Wouldn’t this be a better balance between prevention and the exercise of indivuidual rights?
Hi Edward
Thanks for your comment – you raise a very interesting point. If adults refusing the vaccination were only taking action that risks harming themselves, there would be little to justify intervention. If they were only taking action that might harm themselves, and perhaps others that had also voluntarily refused the vaccination, then again there would be little to justify intervention. (One might say that by voluntarily refusing to be vaccinated you have chosen to be open to the risk of infection, i.e. that you have voluntarily decided that this harm to you should not justify intervention.)
The hard cases arise due to the fact that if an adult is not vaccinated, they risk passing the infection onto those who have not yet had the chance to voluntarily decide to be vaccinated, and to those who do wish to be protected, but for whom the vaccination is ineffective. The former group include children under 1 year old (in the UK, that’s when measels vaccinations are offered); the later include those undergoing chemotherapy. So by not being vaccinated you don’t just risk harm to those who are happy with that risk, you risk harm to those who have yet to decide whether to be exposed to that risk, and some who would rather not be exposed to that risk.
The issue here is complicated by the parent-child relationship. Should the liberty that extends over one’s own actions extend to the treatment of one’s children? The UK does require certain things of parents: that they educate their child, for example (see : http://www.gov.uk/school-attendance-absence/overview). For Mill, the basis of the harm principle is that it preserves something essential to a good life – namely the exercise of our rational capacities to guide action, or what he calls “individuality”. It follows that we do not have the liberty to do things that restrict that individuality (such as selling oneself into slavery). Mill thinks that parental oversight is actually one area where too much liberty is usually granted, and that parents should be forced to take actions that foster the development of individuality in their children. This includes education, and may also include taking reasonable steps to make sure they reach the age where they can make voluntarily choses (although what age that is, precisely, is notoriously tricky).

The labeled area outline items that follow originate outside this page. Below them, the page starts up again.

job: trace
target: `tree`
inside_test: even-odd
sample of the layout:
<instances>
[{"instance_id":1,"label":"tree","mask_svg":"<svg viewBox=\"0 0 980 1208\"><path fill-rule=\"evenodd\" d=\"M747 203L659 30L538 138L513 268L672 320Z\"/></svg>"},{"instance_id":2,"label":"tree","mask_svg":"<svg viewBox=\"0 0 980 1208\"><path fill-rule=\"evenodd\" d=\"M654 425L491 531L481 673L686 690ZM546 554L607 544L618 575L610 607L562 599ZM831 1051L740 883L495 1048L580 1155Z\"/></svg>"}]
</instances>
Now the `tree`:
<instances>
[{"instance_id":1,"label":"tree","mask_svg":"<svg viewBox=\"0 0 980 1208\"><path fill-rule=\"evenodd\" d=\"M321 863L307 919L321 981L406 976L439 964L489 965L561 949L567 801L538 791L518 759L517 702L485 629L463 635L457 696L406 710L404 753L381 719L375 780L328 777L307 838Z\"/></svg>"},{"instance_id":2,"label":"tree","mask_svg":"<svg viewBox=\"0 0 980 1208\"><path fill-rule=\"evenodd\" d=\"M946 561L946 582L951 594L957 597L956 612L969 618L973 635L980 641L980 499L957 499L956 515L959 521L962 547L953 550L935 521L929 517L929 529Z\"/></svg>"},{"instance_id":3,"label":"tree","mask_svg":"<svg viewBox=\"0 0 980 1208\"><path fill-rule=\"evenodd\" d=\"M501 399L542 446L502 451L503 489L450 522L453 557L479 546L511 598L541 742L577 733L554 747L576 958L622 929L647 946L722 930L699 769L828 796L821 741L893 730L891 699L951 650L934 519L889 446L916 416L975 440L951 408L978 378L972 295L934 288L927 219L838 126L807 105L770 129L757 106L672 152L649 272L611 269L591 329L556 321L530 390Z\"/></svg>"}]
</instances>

I believe that the parent/child relationship has nothing to do with this issue. I think that children are at greater risk of harm if they are given responsibility before they have the necessary education and maturity and sadly, other adults will abuse this situation for their own reasons. I think that the parent/child relationship is one that needs to be kept in tact. The issue here really is whether the state can force adults to take an action that they would not otherwise take. I think that this depends upon whether the demands to immunise stretches beyond national boundaries so that it is compulsory to do so across the globe. Otherwise, the argument of contagion fails because lots of people travel to countries with different laws. One way to address this problem would be to ban travelling beyond national boundaries but this seems unrealistic. Another final ‘solution’ might be to allow schools to make it a condition of entry that their children’ families are immunised which would create ‘safe havens’ however this then create the implications of the development of virus breeding schools. If the risk of creating an epidemic is high then a Machiavellian approach might be the only way to solve this situation by making people believe that they are making free decisions to vaccinate when they are not because it is not possible for everyone to agree. The issue then becomes one of measuring risk because if the government resorts to methods of deception too readily then people might become cynical and distrustful of any advice.